I am sure that Ammon will reply to this post, and rip it all apart (waves at Ammon, "Hi, i think i owe you a couple of cigarettes from the Omega Sektor"), and say that I am hideously incorrect in how advertising works.
No, nothing really wrong there at all.
All I will add is that advertising and marketing are not magic. Advertising a bad product only increases the number of people telling others how bad a product it is.
Not that CoH is a bad product, but it is a specialized one. It is not for everyone. The very things that set the game, and its community apart are things that also prevent it being as 'mass-market' as a game like WoW.
People who are not very social often struggle to enjoy CoH to the full. Its a good enough solo game, but its strength, and much of its focus is in teaming and interaction. Lots of people are not very good (or even interested) in the social aspects. Lots of people play games to call others losers and be quite anti-social, and CoH is generally a poor offering for those.
The game itself, and its community, strongly reward creativity. The game actively jumps on people doing the obvious thing of cloning their favourite heroes too clearly. Lots of potential gamers are really just not that creative, or at least, don't have the confidence to enjoy creativity and expose it to all.
The game has no single 'right' way of doing things. In other games, which tend to be more popular, its easy for a new player to copy a walkthrough, or copy a 'best build' etc. They know for sure which is the 'best' AT, the best gear, etc. CoH doesn't have that simplicity of right and wrong. Right is whatever is fun and works for you and others you play with. There really is no 'wrong' at all, and that can frustrate many players of other games.
As I've said in a couple of other posts, CoH is not really a 'mass-market' game. Mass-market stuff usually appeals to the lowest common denominators - cheap; easy; fast; thoughtless. CoH is more thoughtful and quality oriented than most WoW-clones. We love it that way, but it means it is
not for everyone.
A mass-market game can spend X amount of money to advertise and expect to get more people who stick, and pay. CoH can't expect the same numbers to stick, so it is more expensive
per result for them to advertise. They know, they did try several marketing activities and most were quite miserable in results.

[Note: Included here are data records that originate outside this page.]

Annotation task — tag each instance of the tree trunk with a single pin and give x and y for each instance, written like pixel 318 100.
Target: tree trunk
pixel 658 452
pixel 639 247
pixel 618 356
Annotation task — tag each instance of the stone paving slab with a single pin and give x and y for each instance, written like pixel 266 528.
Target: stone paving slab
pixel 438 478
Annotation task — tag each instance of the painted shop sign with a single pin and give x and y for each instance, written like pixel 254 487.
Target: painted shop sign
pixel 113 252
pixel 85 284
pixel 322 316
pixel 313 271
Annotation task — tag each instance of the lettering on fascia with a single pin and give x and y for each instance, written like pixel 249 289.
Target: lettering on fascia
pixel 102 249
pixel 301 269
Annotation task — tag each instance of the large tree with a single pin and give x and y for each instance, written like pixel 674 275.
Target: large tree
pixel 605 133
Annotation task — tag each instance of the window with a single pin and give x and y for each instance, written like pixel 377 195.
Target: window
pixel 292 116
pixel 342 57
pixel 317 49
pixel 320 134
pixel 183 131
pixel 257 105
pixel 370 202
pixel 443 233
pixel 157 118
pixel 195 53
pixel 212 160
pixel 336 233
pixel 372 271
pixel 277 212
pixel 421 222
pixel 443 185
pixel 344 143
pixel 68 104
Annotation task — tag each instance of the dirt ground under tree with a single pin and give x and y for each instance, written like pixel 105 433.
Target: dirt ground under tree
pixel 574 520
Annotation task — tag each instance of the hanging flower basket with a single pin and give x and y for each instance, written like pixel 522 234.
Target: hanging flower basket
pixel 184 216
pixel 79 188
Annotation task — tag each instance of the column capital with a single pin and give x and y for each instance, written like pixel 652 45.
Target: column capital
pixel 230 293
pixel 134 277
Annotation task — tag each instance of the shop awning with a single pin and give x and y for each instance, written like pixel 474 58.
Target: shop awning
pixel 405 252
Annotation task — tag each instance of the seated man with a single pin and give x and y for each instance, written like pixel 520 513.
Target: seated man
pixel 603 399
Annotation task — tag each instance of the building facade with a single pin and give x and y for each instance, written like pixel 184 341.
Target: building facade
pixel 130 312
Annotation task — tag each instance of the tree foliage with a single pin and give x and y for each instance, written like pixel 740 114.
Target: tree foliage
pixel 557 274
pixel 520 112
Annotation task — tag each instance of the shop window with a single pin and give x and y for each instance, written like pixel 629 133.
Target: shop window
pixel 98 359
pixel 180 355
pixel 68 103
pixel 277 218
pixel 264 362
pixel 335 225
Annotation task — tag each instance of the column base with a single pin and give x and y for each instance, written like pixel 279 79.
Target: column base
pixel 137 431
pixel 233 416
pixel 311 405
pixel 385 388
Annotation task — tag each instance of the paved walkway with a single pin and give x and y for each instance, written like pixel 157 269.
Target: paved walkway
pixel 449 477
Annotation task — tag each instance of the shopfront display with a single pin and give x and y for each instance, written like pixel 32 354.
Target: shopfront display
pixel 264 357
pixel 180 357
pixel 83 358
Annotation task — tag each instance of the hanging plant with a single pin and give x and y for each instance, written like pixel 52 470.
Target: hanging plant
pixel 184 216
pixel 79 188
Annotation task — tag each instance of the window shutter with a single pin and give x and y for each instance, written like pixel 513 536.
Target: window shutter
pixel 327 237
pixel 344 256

Add in that NCsoft seem to struggle to understand the market their game does appeal to, and certainly struggle with public relations (as the current crisis shows all too clearly), and their attempts at marketing are doomed to be expensive failures with the customers they need.
The best marketing for CoH was its winning awards, its coverage in the gaming press, and of course, word of mouth and personal recommendations, all of which CoH went out of its way to encourage. They helped advertise fansites, fan-fiction, they provided news you could link to, frequent events you could talk about, and rewarded you for referring a friend.